A blond Alpha in Mae's row leans forward, his amber eyes shifting between Jace and me with the open curiosity of a territorial animal assessing new arrivals in his environment. Cal Knox. I recognize him from the campus gossip circuit, one of Mae's unfortunate roommates, the dimpled follower with the cinnamon-roll scent.
"You know them?" he asks Mae.
"This is Sage and Jace. My friends. We met during orientation."
Cal gives Jace a once-over with the evaluative scrutiny of an Alpha measuring potential competition, which is adorable given that Jace possesses approximately zero interest in competing for anything that does not involve a controller or a scoreboard.
"And why are you in the dynamic?" Cal's voice carries that territorial edge I have heard from every Alpha who encounters a male presence near a female Omega and immediately begins calculating threat matrices.
Jace laughs, unbothered in the way that only someone who has spent his entire life being underestimated by Alphas can achieve.
"Aww. Not even a full day and you're fawning over our best friend already? Wild." He shakes his head. "She's not that easy, Graham Knox. Trust me. We've been trying."
Cal huffs, his posture stiffening.
"Did I show interest? No. She's our roommate. Or whatever. I'm just being protective of the living arrangement."
"Protective." I draw the word out, stretching it like taffy, letting each syllable drip with the specific sarcasm I reserve for Alphas who disguise possessiveness as concern. "Sure. We'll go with that."
Before Cal can formulate a rebuttal, another of Mae's roommates turns toward her with an expression so deliberately casual it might as well be wearing a sign that reads PREMEDITATED.
Étienne Laurent. The quiet goalie with storm-blue eyes and a scent profile that half the Omega population has been discussing in reverent whispers since his arrival.

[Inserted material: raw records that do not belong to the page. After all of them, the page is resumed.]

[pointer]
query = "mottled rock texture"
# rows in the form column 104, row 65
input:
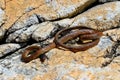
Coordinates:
column 24, row 23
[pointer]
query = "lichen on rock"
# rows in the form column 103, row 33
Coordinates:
column 25, row 23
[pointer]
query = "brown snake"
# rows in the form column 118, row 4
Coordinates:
column 82, row 32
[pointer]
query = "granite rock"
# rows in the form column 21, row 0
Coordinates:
column 40, row 23
column 8, row 48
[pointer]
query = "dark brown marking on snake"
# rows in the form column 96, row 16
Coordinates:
column 82, row 32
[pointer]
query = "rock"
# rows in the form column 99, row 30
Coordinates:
column 2, row 4
column 2, row 16
column 8, row 48
column 38, row 32
column 22, row 35
column 106, row 16
column 97, row 63
column 114, row 34
column 2, row 32
column 103, row 1
column 24, row 24
column 43, row 31
column 49, row 10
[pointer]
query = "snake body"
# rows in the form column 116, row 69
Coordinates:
column 73, row 32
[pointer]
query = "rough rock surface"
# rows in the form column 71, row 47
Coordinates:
column 36, row 24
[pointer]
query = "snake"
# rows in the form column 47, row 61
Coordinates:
column 84, row 33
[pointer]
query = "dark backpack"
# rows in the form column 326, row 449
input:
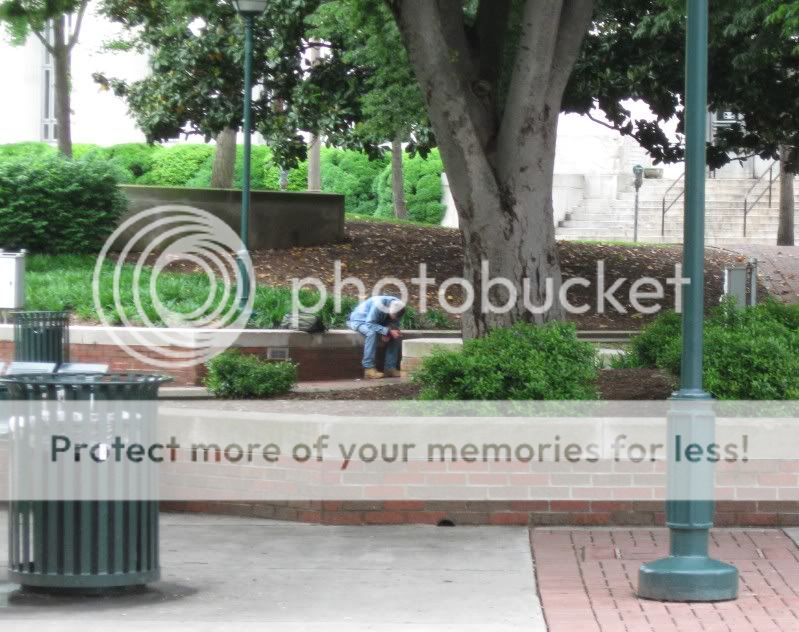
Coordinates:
column 309, row 323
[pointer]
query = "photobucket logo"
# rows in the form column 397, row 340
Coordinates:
column 500, row 295
column 155, row 333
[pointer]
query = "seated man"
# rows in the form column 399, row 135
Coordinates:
column 379, row 316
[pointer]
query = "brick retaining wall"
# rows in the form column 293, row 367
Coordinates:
column 532, row 513
column 331, row 356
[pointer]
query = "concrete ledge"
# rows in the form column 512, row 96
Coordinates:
column 250, row 338
column 278, row 219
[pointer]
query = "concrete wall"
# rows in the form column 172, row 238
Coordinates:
column 277, row 219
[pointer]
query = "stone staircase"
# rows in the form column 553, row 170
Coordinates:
column 724, row 219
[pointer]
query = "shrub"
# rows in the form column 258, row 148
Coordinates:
column 523, row 362
column 81, row 150
column 264, row 173
column 423, row 189
column 352, row 174
column 238, row 376
column 176, row 166
column 135, row 160
column 749, row 353
column 26, row 150
column 56, row 205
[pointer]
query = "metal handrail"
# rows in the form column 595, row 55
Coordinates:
column 665, row 208
column 771, row 181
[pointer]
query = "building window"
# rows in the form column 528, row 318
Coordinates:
column 49, row 126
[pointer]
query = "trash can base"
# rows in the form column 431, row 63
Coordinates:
column 88, row 584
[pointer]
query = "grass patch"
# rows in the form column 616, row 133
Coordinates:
column 64, row 282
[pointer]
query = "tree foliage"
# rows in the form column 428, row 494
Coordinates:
column 196, row 53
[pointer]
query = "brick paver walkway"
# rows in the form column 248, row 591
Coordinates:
column 587, row 581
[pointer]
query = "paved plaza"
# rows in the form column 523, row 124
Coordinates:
column 223, row 573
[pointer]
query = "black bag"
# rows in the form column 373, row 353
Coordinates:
column 309, row 323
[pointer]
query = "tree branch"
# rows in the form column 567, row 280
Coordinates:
column 435, row 37
column 47, row 45
column 531, row 68
column 492, row 29
column 590, row 117
column 574, row 23
column 73, row 39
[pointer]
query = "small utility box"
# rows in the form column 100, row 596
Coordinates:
column 12, row 280
column 740, row 282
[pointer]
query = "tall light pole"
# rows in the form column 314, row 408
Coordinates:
column 688, row 573
column 248, row 10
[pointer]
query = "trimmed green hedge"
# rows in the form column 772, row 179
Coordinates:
column 53, row 205
column 176, row 166
column 238, row 376
column 365, row 184
column 352, row 174
column 523, row 362
column 749, row 353
column 423, row 189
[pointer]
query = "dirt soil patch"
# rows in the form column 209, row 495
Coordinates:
column 374, row 250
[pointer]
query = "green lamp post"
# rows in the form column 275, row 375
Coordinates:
column 688, row 573
column 248, row 9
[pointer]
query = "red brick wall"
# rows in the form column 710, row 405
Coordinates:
column 314, row 364
column 533, row 513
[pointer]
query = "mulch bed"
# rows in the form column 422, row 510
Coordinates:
column 614, row 384
column 373, row 251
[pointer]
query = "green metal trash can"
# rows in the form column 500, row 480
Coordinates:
column 81, row 545
column 41, row 336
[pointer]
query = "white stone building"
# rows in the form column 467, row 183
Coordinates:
column 594, row 196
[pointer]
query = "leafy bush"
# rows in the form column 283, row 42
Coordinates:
column 749, row 353
column 238, row 376
column 176, row 166
column 26, row 150
column 423, row 189
column 56, row 205
column 352, row 174
column 135, row 160
column 523, row 362
column 264, row 173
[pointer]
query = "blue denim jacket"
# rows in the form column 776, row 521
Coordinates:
column 374, row 310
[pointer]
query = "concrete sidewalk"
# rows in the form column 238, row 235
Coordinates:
column 224, row 573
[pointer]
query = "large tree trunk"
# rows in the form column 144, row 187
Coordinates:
column 397, row 180
column 224, row 159
column 315, row 164
column 61, row 59
column 785, row 233
column 499, row 157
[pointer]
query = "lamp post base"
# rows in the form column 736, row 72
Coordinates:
column 683, row 578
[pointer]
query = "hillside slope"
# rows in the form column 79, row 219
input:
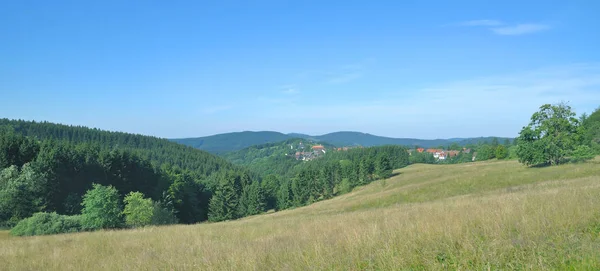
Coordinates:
column 158, row 150
column 479, row 216
column 229, row 142
column 223, row 143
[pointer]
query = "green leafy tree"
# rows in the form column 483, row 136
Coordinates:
column 551, row 136
column 46, row 223
column 501, row 152
column 138, row 210
column 224, row 203
column 102, row 208
column 591, row 130
column 255, row 200
column 485, row 152
column 383, row 167
column 270, row 186
column 582, row 153
column 21, row 194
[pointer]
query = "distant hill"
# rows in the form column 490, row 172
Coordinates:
column 273, row 158
column 158, row 150
column 222, row 143
column 229, row 142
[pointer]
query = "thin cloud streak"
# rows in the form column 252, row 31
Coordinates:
column 520, row 29
column 499, row 105
column 482, row 23
column 216, row 109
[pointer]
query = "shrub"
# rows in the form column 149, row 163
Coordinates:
column 582, row 153
column 101, row 208
column 162, row 215
column 138, row 210
column 46, row 223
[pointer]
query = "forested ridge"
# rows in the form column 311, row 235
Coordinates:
column 58, row 178
column 157, row 150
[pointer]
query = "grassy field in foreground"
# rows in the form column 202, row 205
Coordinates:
column 479, row 216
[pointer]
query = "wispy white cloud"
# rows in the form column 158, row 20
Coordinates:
column 506, row 29
column 495, row 105
column 216, row 109
column 289, row 90
column 481, row 23
column 520, row 29
column 344, row 78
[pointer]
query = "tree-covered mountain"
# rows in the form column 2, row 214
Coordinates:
column 223, row 143
column 52, row 168
column 275, row 158
column 159, row 151
column 80, row 178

I have catalogued his presence in Mae's orbit with the same attention I apply to all Alphas who position themselves near people I care about: closely, skeptically, and with a mental file ready for cross-referencing.

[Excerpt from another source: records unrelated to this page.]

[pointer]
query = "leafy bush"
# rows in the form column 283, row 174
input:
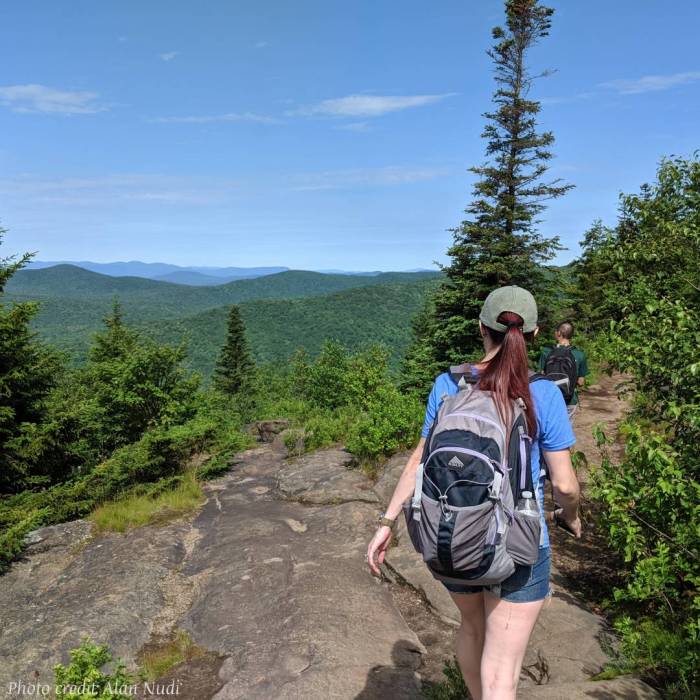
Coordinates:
column 651, row 500
column 83, row 678
column 452, row 688
column 391, row 421
column 159, row 454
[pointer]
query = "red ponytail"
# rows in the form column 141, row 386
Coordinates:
column 506, row 374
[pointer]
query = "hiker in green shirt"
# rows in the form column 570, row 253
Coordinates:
column 563, row 336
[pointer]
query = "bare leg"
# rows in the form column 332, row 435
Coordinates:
column 508, row 629
column 470, row 639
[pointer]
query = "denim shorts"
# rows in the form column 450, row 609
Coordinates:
column 524, row 585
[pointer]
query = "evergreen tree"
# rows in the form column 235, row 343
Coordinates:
column 234, row 370
column 28, row 370
column 498, row 243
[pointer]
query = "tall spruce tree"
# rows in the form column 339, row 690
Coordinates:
column 28, row 371
column 498, row 243
column 234, row 370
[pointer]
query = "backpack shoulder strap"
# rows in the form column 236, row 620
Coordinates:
column 462, row 375
column 535, row 376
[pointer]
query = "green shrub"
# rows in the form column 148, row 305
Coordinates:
column 390, row 422
column 644, row 297
column 84, row 679
column 452, row 688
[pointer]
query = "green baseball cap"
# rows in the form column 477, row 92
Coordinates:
column 515, row 299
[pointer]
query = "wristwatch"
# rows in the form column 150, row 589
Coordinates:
column 389, row 522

"So," he says, those blue eyes meeting Mae's with a warmth that makes my protective instincts prickle. "What should we do for our first date?"

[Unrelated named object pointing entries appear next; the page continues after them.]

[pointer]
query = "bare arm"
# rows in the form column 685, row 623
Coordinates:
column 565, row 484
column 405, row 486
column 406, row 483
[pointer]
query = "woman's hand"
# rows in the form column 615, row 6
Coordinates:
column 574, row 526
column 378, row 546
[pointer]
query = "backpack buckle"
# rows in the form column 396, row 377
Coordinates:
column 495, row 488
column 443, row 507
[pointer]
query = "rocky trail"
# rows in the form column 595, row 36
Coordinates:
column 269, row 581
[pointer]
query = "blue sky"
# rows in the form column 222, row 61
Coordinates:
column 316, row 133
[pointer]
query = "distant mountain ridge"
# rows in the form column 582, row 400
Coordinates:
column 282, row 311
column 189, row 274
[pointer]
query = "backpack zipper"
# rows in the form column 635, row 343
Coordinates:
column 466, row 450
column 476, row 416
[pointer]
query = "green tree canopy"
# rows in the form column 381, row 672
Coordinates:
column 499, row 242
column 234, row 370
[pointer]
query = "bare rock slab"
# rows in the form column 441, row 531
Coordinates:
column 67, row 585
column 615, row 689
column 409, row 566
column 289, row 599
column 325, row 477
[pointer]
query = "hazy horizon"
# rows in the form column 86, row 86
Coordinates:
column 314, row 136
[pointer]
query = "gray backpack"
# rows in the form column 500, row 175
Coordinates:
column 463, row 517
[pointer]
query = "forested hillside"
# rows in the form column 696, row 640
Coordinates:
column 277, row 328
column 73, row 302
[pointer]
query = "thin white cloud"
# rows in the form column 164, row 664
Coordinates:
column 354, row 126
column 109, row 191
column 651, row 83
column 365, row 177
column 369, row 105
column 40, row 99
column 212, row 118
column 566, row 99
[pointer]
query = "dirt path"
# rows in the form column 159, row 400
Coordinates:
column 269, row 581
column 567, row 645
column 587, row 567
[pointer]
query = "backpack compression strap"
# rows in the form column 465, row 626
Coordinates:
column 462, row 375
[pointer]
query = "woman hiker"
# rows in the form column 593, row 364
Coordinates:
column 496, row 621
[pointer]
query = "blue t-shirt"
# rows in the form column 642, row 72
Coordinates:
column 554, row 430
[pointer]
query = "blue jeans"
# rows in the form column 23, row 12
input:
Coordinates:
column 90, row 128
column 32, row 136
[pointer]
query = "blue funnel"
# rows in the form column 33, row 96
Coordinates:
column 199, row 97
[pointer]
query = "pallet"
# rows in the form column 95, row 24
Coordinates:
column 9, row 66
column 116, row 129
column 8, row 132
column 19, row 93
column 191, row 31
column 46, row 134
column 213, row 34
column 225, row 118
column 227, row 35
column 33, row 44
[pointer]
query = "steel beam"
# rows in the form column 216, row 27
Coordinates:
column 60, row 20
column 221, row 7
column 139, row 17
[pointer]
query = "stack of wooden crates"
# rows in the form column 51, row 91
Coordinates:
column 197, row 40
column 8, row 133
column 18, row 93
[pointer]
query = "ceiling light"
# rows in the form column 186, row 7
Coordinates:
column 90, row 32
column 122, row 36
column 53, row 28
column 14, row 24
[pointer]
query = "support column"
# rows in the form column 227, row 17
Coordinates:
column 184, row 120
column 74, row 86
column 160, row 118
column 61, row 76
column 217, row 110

Mae shrugs, a blush climbing her neck.
"I have no idea. What's cool around here? I haven't exactly had time to explore the local entertainment options between the crying over coffee and the kicking people in the groin."
"WAIT A DAMN MINUTE!"
The words explode from Cal, Jace, and me simultaneously, a three-voice detonation of identical volume and matching horror that briefly converts the classroom into a surround-sound system for collective disbelief.
"Repeat that." I point between Étienne and Mae, my finger oscillating like a metronome tracking a scandal. "Repeat what I just heard. Right now. Because I SWORE I just heard Étienne Laurent ask Mabeline Mae Rose on a date."
"A date," Cal echoes, his voice climbing. "He asked you on a DATE? When? How? WHY?"
"This morning." Jace supplies the intelligence with helpful efficiency. "In the parking lot. I saw them walking in together holding hands."
"YOU WERE HOLDING HANDS?" The shriek exits me at a frequency that could shatter laboratory equipment.
Mae has been at this school for less than forty-eight hours and she already has an Alpha asking her on dates. Meanwhile, I have been here for a week and my most significant romantic development is an unwashed tank top draped over my couch.
The universe distributes affection with the same fairness it distributes ice time: unevenly and with a bias toward people who are not me.
A voice cuts through our collective meltdown from two rows over, sharp enough to slice through the chaos like a blade through warm butter.
"He did ask her out, you deaf fools. And us smart people need to study after class, so if you could take this circus elsewhere, that would be appreciated."
I know the voice before I turn.
Archie.
My head swivels toward the source, and there he is. Sitting with perfect posture behind a fortress of textbooks and color-coded notes, wire-rimmed glasses perched on his nose, hisexpression radiating the precise irritation of a man whose carefully structured study environment has been invaded by people who insist on having social lives in his proximity.
Pretend you don't know me.
The instruction he delivered at my bedroom door echoes through my memory, and I honor it with a performance that deserves its own award category. My face registers nothing. No recognition. No flash of the morning we spent on the ice together, the bet, the locker room, the way his teeth tugged my lower lip while my spine pressed against cold metal. My expression communicates only the mild annoyance of a student being shushed by someone she has never meaningfully interacted with.